PORTLAND, Ore. (KOIN) – A fisherman in Oregon earned six figures for removing thousands of problematic fish from the state’s rivers this summer, officials confirmed. The angler—taking part in the 2023 Northern Pikeminnow Sport-Reward Program—caught 10,755 northern pikeminnows during the five-month season.
All told, he earned $107,800, according to data released by the Pacific States Marine Fisheries Commission (PSMFC). That’s the second-highest earned in program history; the top prize was $119,341 in 2016, as reported by Field & Stream.
The northern pikeminnow, although native to the Pacific Northwest, eats millions of young salmon and steelhead per year, the Oregon Department of Fish and Wildlife estimates. Reducing pikeminnows helps the salmon and steelhead populations reach the ocean, officials say.
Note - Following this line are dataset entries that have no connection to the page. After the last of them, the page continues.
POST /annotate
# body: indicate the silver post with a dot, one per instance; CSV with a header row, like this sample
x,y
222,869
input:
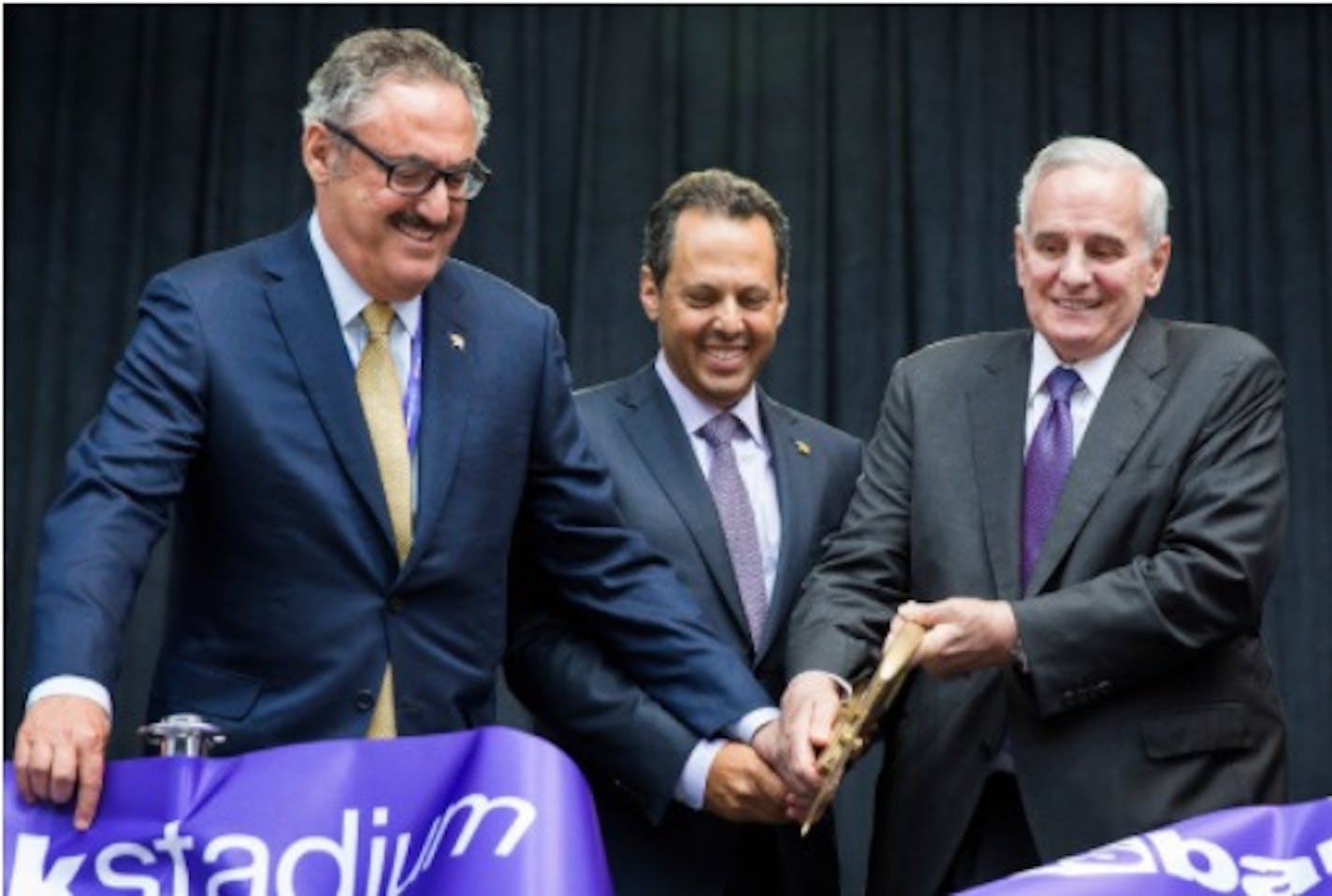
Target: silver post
x,y
182,734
The program reportedly also “mitigates” the effect on the salmon and steelhead populations caused by hydroelectric power systems operated by the Bonneville Power Administration, which funds the rewards, according to the Oregon Department of Fish and Wildlife.
During the 2023 season, which ran from May 1 through September 30, fishers were encouraged to catch northern pikeminnow of a certain size from the Columbia and Snake rivers to turn in. They got $6 per fish for the first 25, then $8 apiece for fish Nos. 26 through 200. Any fish above the 200 tally were worth $10.
Some specific fish were even worth between $200 and $500 apiece if it were determined that they had ingested passive integrated transponder tags that researchers had previously implanted in the juvenile salmon population, the PSMFC explained.
Officials with the Oregon Department of Fish and Wildlife consider the program a success, estimating that around 5.3 million northern pikeminnow have been removed from the Columbia and Snake rivers since the program started in 1990. Next year’s Northern Pikeminnow Sport-Reward Program is scheduled to run from May 1 through September 30.
Aside from the biggest earner, the second- and third-place anglers in the 2023 program earned $99,110 and $62,530, respectively. Washington and Idaho also operate similar programs.